That “other stuff” is doing some heavy lifting right now. Verstappen earned his Nordschleife permit in 2025 and is set to race the top-level Nürburgring 24 Hours in May. He also talked about wanting to add Spa and, ideally, Le Mans in the coming years — not as a replacement for F1, but as a pressure valve.

“I hope, in the coming years, I can do Spa, and hopefully Le Mans, you know,” he said. “So I’m combining stuff to find other stuff that I find really fun as well.

“So I have a lot of distractions at the same time, positive distractions, I would call it, but, at the same time, it’s a bit conflicting, because I don’t really enjoy driving the car, but I do enjoy working with all the people in the team and from the engine department as well.”

That’s about as close as you’ll get to a driver admitting the machinery has got in the way of the craft — while also acknowledging the pull of the people, the project, and the competitive instinct that doesn’t simply evaporate.

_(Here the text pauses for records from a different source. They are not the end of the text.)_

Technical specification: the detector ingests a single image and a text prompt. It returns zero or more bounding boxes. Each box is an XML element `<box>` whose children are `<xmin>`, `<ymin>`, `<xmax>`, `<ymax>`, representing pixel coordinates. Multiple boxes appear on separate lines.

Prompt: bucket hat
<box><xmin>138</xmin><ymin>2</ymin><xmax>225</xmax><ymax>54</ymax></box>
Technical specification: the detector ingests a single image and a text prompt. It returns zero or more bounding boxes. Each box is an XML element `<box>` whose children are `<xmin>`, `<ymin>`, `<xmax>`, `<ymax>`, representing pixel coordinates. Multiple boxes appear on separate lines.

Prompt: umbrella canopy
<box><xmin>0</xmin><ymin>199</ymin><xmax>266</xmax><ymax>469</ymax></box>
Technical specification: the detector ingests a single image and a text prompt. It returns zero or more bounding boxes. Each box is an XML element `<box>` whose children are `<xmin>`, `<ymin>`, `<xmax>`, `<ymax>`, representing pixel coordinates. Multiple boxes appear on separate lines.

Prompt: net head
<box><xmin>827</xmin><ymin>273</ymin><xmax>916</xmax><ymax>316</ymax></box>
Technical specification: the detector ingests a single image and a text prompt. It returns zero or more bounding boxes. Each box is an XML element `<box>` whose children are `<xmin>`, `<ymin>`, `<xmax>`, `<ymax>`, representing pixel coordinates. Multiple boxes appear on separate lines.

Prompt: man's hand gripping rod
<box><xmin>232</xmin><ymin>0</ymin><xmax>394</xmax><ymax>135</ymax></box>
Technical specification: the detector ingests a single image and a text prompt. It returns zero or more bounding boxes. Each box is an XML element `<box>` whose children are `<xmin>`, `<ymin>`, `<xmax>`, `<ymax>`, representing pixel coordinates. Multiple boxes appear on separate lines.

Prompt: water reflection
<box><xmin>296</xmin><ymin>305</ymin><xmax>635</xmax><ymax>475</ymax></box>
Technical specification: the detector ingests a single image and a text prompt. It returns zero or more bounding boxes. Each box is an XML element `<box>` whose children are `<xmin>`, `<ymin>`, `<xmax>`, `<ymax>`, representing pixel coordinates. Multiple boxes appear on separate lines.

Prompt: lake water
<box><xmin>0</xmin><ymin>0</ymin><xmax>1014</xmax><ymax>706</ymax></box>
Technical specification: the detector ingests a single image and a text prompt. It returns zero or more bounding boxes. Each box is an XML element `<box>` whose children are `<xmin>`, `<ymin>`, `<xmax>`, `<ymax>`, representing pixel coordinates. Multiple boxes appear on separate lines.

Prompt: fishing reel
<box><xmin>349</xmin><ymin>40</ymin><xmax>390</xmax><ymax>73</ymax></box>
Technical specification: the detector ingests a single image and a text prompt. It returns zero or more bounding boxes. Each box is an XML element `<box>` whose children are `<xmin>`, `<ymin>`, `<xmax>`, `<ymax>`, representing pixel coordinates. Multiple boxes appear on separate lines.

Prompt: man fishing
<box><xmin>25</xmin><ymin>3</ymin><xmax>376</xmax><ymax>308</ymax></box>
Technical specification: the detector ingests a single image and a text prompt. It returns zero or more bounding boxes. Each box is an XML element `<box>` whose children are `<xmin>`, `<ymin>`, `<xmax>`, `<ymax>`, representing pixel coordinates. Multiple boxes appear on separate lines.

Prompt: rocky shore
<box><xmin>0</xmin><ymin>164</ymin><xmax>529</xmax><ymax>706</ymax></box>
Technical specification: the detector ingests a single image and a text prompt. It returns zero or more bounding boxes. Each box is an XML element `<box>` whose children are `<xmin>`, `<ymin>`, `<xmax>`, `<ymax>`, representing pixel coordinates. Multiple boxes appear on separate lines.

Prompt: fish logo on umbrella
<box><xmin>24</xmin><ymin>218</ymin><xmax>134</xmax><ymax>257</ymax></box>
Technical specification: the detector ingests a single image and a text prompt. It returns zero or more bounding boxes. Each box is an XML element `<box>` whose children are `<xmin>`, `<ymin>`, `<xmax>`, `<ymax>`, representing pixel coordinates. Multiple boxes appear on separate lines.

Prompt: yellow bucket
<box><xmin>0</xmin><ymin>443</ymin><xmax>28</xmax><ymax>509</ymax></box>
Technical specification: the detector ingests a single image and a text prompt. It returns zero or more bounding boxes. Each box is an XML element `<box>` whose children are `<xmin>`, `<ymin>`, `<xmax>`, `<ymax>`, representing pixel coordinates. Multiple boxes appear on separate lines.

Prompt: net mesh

He even caught himself mid-thought, aware of the FIA’s current swearing clampdown. “So, yeah, it’s almost like a bit of a mind… I can’t swear! It was 5k [euro] now, yeah, 100k? Euros? Swearing, no, it’s 5k!” he said, before shrugging off the detail: “Anyway, you know what I mean, right?”

What matters is where he thinks this goes next. Verstappen said he’s been in talks with both F1 and the FIA about improvements, and while he wouldn’t offer specifics, he was clear he doesn’t want to accept that this is simply the new normal for years.

“I’ve had discussions with F1 and the FIA, and I think we are working towards something, and hopefully that will improve everything,” he said.

Pressed on whether he expects meaningful tweaks soon, he added: “I definitely hope not for the next few years. But I hope already for next year we can make a decent improvement. There are a few options that we are discussing.”

For all the Mario Kart wisecracks, Verstappen’s position is straightforward. He’ll keep racing in F1 — he’s said so, repeatedly — but he’s also drawing a line around what he considers “proper” Grand Prix racing. The danger for the rulemakers isn’t that he’ll storm off tomorrow; it’s that the most influential driver of his era is already telling you, in plain terms, that the product isn’t matching the promise. And in 2026, that’s not just a Verstappen problem. It’s an F1 one.